April 26, 2019

Climb Every Mountain… With Your Clients

I leaned forward, my sweating palms against the cool rock-face.

My wife, Wendy, sat on a boulder, leaning backwards; her mouth wide open, clutching the air.
Her sister, Linda, simply slumped on one of the steps, hewn out of the rock, her head in her hands.

The noise of our wheezing and coughing and gasping formed the most hilarious three-part harmony.
Except that none of the people trying to clamber around and over us seemed to think it worth listening to.

We should have been eating our lunch by now.
We should have started 30 minutes ago: stretched out on that artificial (don’t ask) grass and those benches hundreds of feet below and behind us.

But we weren’t.
We were clambering along the man-chiselled pathway, leaning precariously on the side of a jutting edifice in the midst of Australia’s famous Blue Mountains.
Think The Grand Canyon. Cover it with rain-forest.

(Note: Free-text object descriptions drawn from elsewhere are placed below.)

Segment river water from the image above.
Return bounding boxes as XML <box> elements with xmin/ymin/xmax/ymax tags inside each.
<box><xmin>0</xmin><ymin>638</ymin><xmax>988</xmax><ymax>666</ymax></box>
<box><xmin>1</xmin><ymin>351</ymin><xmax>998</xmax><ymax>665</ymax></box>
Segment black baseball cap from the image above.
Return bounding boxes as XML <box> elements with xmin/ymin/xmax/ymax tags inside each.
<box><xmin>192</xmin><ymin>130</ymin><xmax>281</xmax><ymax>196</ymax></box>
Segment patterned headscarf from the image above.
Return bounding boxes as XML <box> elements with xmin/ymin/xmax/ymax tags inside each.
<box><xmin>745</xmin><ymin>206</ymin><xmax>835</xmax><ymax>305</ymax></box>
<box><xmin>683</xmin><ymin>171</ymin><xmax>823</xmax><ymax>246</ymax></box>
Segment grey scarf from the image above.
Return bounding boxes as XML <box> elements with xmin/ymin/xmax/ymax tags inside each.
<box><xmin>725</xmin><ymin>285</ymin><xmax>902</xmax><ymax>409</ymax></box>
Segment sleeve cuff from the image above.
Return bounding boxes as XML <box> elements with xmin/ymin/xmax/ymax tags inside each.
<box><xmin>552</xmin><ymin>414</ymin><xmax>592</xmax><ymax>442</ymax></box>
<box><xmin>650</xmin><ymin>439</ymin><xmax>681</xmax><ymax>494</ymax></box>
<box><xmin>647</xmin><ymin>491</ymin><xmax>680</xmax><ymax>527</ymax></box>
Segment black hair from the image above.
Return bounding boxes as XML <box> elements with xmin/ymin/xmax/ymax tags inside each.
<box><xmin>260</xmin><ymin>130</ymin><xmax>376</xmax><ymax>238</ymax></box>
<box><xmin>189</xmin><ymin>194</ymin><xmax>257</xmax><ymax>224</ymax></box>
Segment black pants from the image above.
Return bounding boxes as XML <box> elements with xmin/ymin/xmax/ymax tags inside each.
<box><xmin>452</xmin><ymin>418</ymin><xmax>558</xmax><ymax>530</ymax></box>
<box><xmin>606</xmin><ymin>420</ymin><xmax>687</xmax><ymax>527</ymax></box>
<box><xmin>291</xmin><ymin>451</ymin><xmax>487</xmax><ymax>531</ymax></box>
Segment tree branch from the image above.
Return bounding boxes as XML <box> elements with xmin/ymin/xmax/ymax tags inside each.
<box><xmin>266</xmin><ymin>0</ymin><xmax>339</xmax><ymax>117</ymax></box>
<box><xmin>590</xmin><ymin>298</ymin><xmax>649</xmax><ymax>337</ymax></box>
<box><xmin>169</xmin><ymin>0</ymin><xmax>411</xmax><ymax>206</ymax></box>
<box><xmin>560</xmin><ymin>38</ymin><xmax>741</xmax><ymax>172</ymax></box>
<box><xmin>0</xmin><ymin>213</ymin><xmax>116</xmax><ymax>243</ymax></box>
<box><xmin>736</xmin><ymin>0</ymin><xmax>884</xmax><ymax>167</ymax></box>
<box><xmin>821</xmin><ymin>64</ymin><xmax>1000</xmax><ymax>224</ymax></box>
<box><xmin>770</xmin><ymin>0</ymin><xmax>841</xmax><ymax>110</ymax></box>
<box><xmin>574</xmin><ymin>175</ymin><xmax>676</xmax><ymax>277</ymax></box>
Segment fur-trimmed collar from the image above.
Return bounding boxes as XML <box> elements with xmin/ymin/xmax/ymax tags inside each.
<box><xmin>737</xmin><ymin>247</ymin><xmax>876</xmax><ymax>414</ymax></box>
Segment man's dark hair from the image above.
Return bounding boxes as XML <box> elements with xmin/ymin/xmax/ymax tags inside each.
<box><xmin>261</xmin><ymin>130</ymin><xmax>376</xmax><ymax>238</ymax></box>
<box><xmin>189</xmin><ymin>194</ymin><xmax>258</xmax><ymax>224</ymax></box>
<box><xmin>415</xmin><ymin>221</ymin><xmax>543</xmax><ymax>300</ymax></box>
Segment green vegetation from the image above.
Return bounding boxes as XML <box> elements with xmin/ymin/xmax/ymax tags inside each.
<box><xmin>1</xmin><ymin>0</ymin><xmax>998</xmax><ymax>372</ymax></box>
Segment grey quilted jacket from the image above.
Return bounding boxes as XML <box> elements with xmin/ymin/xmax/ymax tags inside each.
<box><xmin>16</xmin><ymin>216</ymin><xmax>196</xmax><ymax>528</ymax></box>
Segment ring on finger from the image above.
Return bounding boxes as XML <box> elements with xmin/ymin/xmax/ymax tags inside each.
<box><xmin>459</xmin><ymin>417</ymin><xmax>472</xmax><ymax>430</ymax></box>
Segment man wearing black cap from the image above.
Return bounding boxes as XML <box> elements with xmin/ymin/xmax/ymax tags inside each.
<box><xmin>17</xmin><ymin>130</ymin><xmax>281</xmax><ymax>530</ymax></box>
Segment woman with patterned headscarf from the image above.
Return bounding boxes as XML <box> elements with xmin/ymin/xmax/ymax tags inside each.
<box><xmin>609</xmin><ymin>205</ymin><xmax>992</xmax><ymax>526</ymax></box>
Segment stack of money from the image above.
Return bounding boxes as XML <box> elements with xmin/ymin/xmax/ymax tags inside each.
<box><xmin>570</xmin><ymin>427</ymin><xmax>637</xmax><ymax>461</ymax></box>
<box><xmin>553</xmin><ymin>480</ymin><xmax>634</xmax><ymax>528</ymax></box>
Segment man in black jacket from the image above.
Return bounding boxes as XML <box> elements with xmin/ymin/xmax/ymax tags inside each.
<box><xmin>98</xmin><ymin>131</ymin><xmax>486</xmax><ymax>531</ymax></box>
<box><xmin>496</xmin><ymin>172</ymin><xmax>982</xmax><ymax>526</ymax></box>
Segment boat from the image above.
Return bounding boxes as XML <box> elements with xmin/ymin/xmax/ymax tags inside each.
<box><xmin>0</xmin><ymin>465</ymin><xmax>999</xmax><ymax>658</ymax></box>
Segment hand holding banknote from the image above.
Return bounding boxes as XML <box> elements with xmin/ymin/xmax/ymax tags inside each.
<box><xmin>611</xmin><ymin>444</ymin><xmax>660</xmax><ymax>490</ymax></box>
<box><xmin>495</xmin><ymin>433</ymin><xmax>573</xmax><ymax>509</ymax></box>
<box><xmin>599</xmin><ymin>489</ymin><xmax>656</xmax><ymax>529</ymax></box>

Stretch it for 96 kilometres.
Then you have an idea of what i’m talking about.

Two of our brutally-fit daughters (with equally fit companions and friends) had decided that lunch would best be eaten “with an amazing view”. And had dashed off with all the food….
leaving the three of us elderly folk lumbering slowly, somewhat bemused, in their wake.

Consider the fearful weight of our combined ages…
Add – between my wife and her sister – diabetes… arthritis… high-blood pressure… ripped knee ligaments… 2 heart operations…
Oh, and vertigo.

And you’ll understand why we were grumbling and not-so-silently cursing during our third pit-stop.

I’m sure the view from where we were slumped was stunning.
But we couldn’t give a hoot right then.
We didn’t have the energy to do much more than breathe in and out.

The only vision that was dancing before my eyes was the fashionably ‘distressed’ sign hanging in the very spacious hallway of our beloved friends mansion home (I’m not sure that “house” quite covers it).

It reads “Grandchildren Are God’s Reward for Not Strangling Our Children”

The thought of strangulation seemed quite delightful in that moment.
And I’m sure my face wore a somewhat manic grin.

Well, we did make it to the top-of-whichever-mountain we were clambering.
And the view took away whatever was left of our breath.
And it was pointless trying to capture with a camera the scale and majesty of what we beheld .
And we did enjoy our picnic lunch.

Oh, and we saw how magnificent our life really is.
How blessed we are.
And how sweet it is to see our journey from a more sweeping perspective.

We work hard at teaching our clients (our “Soul Millionaire Tribe Members”) how to take their own clients on a Journey of New Perspective.
Using coaching skills, they become adept at helping their clients see life’s possibilities through new eyes.

In fact Austyn, a successful Financial Planner, has coined a phrase for this experience he provides.
He calls it “Himalaya Moments”.

He takes clients intellectually and emotionally deeper and higher than they have ever been before.
What he accomplishes makes a nonsense of merely asking them about their Goals and Objectives.

And clients love him for it.

So, here’s the question…

How skilled are you and your team at helping clients see possibilities in their lives that they’d never even considered?

Because, when you know how to do that….
Your relationship changes profoundly.

And they regard you – and pay you – in a way that leaves your peers wondering “How On Earth Do You Do That?”

In fact, the outcomes for clients and your business are so transformative and different…
it leaves them gasping and breathless.

(PS. Our youngest daughter proclaimed afterwards “What amazing memories we’ve created for our family on this holiday!”. Fortunately, we’re still alive to tell the tale.)